Je regarde distraitement mes jambes sans pouvoir les contrôler, épris d'impatience. C'est plus fort que moi. Si je ne le fais pas, je ne suis pas sûr de pouvoir rester une seconde de plus à attendre dans le couloir du tribunal et ses odeurs de bois verni. Après avoir écouté l'assistante sociale retracer le parcours des parents, la juge Pears nous a demandé de revenir une heure plus tard pour le délibéré. Je la soupçonne de s'être octroyée une petite pause-café et un encas bien que je comprenne parfaitement le temps qu'elle s'accorde. À sa place, je serais incapable de choisir. La mère de Maddie a visiblement besoin d'être aidée, le père a hâte de retrouver sa famille, mais Warren a établi son équilibre auprès de sa famille « d'accueil ».

Celle-ci a d'ailleurs prouvé sa bienveillance à leur sortie de la salle d'audience en allant s'adresser à Katie et Jaxton. Puis, alors que je félicitais Maddie pour le courage dont elle a fait preuve, les McRae sont venus la voir. Face au déferlement d'excuses de mon amie pour la fugue, ils lui ont assuré qu'ils ne lui en voulaient pas avant de lui promettre que s'ils gardaient Warren auprès d'eux, elle pourrait rendre visite à son frère dès qu'elle le souhaitait. « Tu as ta place chez nous comme il a la sienne » lui a intimé la mère et même si Maddie s'est efforcée de paraître détachée, j'ai bien vu comme cette phrase l'avait touchée. Peut-être a-t-elle réalisé qu'elle n'était pas la seule à aimer Warren terriblement, peut-être s'est-elle rendu compte que l'unité familiale qu'elle cherche tant se construira différemment. Pas mieux, pas moins bien, juste d'une manière différente. Et que, dans l'océan houleux que la vie nous fait parfois traverser, on finit toujours par retrouver pieds.

— Je veux m'aérer un peu, tu m'accompagnes ? me quémande tout à coup Maddie, sagement assise à ma droite.

— T'es sûre ? Et si Britney vous rappelle plus tôt que prévu ?

D'incompréhension, elle fronce les sourcils. J'éclate de rire en repensant à ma blague :

— Britney... Pears. La juge !

Habituellement, elle n'est pas très réceptive à mes blagues lamentables mais aujourd'hui, Maddie lâche un petit gloussement adorable. J'ai l'impression d'avoir remporté une petite bataille. Mon humour commence à gagner du terrain.

— Si c'est le cas, quelqu'un viendra nous chercher, rétorque-t-elle. Tu viens ?

Elle penche la tête sur le côté comme pour essayer de me convaincre avec des yeux doux.
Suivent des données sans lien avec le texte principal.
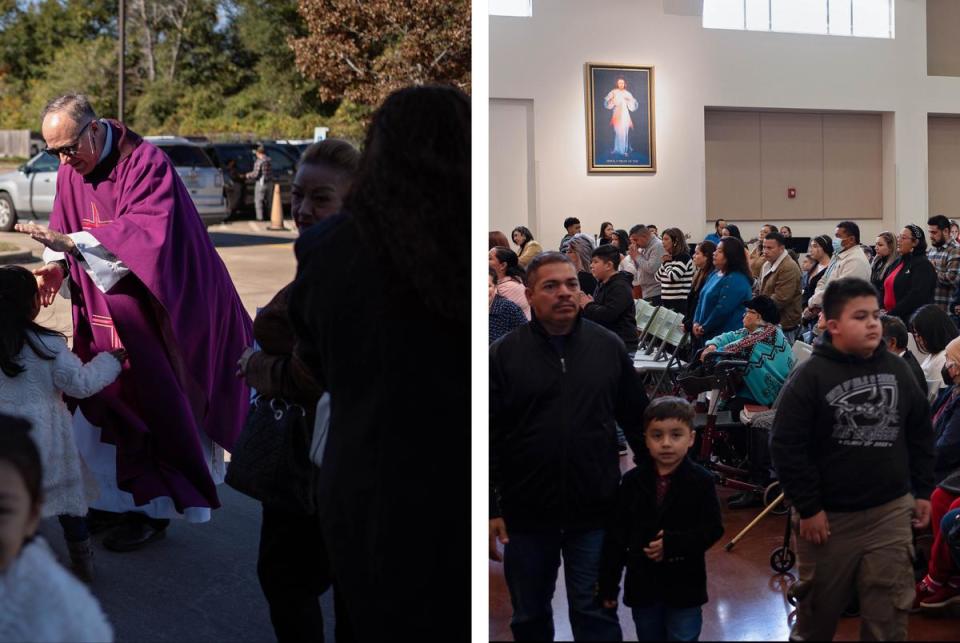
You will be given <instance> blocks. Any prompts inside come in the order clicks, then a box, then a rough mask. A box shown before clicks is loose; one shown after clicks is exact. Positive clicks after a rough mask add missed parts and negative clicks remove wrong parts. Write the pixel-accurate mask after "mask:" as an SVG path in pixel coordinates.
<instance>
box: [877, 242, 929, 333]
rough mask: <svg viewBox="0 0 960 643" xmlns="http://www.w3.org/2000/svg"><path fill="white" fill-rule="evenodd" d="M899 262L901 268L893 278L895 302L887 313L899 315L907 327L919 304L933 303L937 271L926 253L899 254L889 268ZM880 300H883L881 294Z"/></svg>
mask: <svg viewBox="0 0 960 643" xmlns="http://www.w3.org/2000/svg"><path fill="white" fill-rule="evenodd" d="M901 263H902V264H903V268H902V269H901V270H900V272H899V273H898V274H897V276H896V277H894V278H893V296H894V298H895V299H896V302H897V303H896V305H895V306H894V307H893V310H888V311H887V314H888V315H894V316H895V317H899V318H900V319H902V320H903V323H904V324H907V326H908V327H909V324H910V317H911V316H913V313H914V312H916V310H917V309H918V308H920V307H921V306H924V305H926V304H932V303H933V292H934V290H935V289H936V287H937V271H936V270H935V269H934V267H933V264H932V263H930V260H929V259H927V256H926V255H906V256H901V257H900V258H899V259H897V260H896V261H895V262H894V264H893V266H892V267H891V268H890V270H891V271H893V270H896V269H897V266H899V265H900V264H901ZM881 295H882V293H881ZM880 300H881V301H883V297H882V296H881V297H880Z"/></svg>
Mais, je n'ai pas besoin de plus pour la suivre tant je rêve de m'éloigner de la tension qui émane de ce lieu. Silencieux, nous remontons les différents couloirs jusqu'à la porte de sortie où une bourrasque de vent nous accueille. J'enfouis mes mains dans les poches de mon blouson et glisse ma capuche sur ma tête pour retenir mes cheveux. En même temps, je me promets de les couper dès mon retour à Colhaw.

Maddie, elle, enroule une épaisse écharpe autour de son cou qui compense son gilet fin. Et c'était son idée de sortir ? Soit elle est inconsciente, soit elle cherche à tomber malade. Ça lui donnerait sûrement une bonne excuse pour rester chez elle, au chaud, loin des salles de classe.

— T'as raison, dis-je alors qu'on se pose sur un banc gelé, moi aussi je vais tomber malade !

J'accompagne ma parole d'un geste qui ouvre ma veste.